Monfalcone, la finale tricolore del baskin sfuma per Zio Pino: decide Reggio Emilia nel finale
La squadra friulana si ferma a due punti dal titolo. Intanto in regione il baskin consolida la sua crescita con 16 formazioni nel campionato.
Si chiude a un passo dal bis il cammino nazionale di Zio Pino, superata 90-88 da Reggio Emilia nella finalissima di baskin disputata a Monfalcone. Un epilogo arrivato sul filo dei secondi, al termine di una gara rimasta aperta fino all'ultimo possesso.
Per il territorio isontino, però, l'appuntamento non è stato soltanto un evento sportivo di alto livello. La scelta di Monfalcone come sede delle finali nazionali conferma il peso che l'area ha assunto negli ultimi anni nello sviluppo delle discipline inclusive in Friuli Venezia Giulia.
Le finali sono state promosse da Go Beyond con il sostegno di EISI, l'Ente Italiano Sport Inclusivi, e hanno portato sugli spalti una partecipazione ampia.

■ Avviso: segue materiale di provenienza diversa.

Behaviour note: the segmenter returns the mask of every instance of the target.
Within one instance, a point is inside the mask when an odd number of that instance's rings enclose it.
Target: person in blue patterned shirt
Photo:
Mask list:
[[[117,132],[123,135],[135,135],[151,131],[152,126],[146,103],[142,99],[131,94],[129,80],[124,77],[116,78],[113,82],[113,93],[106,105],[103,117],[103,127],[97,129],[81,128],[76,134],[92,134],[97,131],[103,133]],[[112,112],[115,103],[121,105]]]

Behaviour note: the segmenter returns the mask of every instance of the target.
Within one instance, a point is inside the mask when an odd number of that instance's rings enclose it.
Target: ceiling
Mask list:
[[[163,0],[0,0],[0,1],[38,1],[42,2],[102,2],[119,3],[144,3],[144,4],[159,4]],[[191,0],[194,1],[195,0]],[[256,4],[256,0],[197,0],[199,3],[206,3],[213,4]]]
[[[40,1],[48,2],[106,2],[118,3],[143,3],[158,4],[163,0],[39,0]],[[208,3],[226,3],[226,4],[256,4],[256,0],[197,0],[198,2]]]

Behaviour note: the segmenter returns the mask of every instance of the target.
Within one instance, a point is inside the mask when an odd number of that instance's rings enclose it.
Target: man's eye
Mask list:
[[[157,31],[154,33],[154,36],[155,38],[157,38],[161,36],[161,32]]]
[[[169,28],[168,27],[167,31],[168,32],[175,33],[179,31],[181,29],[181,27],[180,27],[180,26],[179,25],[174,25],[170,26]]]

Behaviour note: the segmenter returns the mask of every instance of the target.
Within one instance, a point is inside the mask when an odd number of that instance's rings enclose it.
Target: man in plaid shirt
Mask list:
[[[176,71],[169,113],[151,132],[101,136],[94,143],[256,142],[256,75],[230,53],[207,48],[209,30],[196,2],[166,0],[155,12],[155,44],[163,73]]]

Alla cerimonia di premiazione era presente anche il consigliere regionale indipendente di Patto-Civica FVG Enrico Bullian.
Un movimento che in Friuli Venezia Giulia ha cambiato dimensione
Il dato che accompagna la finale di Monfalcone riguarda la crescita del baskin in regione. Se pochi anni fa le realtà attive erano ancora limitate, oggi il campionato regionale conta 16 squadre, segno di un'espansione concreta e ormai strutturata.

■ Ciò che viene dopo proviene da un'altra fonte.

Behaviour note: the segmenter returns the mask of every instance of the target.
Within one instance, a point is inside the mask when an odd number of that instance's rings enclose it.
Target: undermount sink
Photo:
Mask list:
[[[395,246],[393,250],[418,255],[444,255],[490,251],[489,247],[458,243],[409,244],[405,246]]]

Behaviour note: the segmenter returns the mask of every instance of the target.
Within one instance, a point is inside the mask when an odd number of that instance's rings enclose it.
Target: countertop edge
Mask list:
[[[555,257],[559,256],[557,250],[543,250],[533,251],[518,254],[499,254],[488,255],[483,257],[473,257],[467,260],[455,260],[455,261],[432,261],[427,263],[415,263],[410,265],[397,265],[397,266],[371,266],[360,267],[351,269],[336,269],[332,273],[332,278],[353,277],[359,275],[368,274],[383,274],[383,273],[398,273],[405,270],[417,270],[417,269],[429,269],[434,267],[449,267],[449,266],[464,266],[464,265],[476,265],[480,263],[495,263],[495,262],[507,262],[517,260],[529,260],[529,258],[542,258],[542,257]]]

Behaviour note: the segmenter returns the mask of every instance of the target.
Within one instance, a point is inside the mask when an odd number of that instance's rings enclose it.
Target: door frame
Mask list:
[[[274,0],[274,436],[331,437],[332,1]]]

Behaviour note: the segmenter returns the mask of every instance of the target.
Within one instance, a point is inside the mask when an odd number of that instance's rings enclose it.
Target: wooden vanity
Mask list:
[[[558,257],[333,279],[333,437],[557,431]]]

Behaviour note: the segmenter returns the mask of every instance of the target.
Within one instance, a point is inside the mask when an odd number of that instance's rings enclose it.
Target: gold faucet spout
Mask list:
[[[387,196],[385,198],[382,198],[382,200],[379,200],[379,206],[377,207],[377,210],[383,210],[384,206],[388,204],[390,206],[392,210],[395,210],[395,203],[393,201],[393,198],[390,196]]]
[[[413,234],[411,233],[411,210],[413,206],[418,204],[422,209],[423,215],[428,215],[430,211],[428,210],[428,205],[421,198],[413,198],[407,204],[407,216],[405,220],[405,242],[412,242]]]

Nel panorama nazionale, inoltre, questa pratica inclusiva coinvolge circa 250 associazioni sportive e quasi 10mila tesserati. Il baskin, disciplina che mette insieme atleti di età diverse, con e senza disabilità e di entrambi i generi, si distingue anche per un impianto di gioco particolare, con sei canestri posizionati ad altezze differenti.

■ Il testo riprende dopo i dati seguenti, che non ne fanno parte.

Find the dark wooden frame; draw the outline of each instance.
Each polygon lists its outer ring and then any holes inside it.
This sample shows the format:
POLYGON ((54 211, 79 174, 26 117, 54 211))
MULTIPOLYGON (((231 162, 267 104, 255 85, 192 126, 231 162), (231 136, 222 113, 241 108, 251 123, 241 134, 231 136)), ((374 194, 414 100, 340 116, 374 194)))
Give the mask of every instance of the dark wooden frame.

Il ruolo dell'Isontino nella diffusione del baskin
La tappa di Monfalcone viene letta anche come un riconoscimento al percorso costruito nell'Isontino e nel Monfalconese. In quest'area la prima squadra nacque a Turriaco nel 2021, in una fase iniziale condivisa con l'associazione Carpe diem baskin.
Come ha ricordato Bullian, allora quella di Turriaco rappresentava la quarta esperienza regionale in questa disciplina. Da quel punto di partenza, il quadro si è allargato in modo netto, fino a trasformare il baskin in una presenza stabile nel tessuto sportivo friulano.
Accanto a questa crescita, nella Bisiacaria si è sviluppato anche un altro percorso legato allo sport inclusivo. Nel 2025, grazie all'ASD Isontino Calcio, è partito il Futs-All in Bisiacaria, progetto che ha preso parte al primo torneo sperimentale regionale della disciplina e guarda a una diffusione più ampia.
Una finale combattuta e un segnale per il territorio
Nel commentare la manifestazione, Bullian ha sottolineato il valore di avere ospitato in città un evento nazionale di questo livello, sia per Monfalcone sia per l'intero Friuli Venezia Giulia. La presenza, nello stesso territorio, di esperienze come baskin e Futs-All mostra infatti come lo sport possa diventare un luogo reale di inclusione e partecipazione.
Anche il clima visto durante la giornata ha confermato questa dimensione: pubblico presente, tifo coinvolgente e una sfida per il titolo decisa soltanto nel finale. La sconfitta di Zio Pino lascia il rammarico per un successo sfumato di pochissimo, ma consegna al Friuli anche l'immagine di un movimento in piena maturazione.
Al di là del punteggio conclusivo, la finalissima di Monfalcone restituisce così il senso di un percorso più ampio: nell'Isontino lo sport inclusivo non è più un'esperienza marginale, ma una realtà sempre più visibile e organizzata.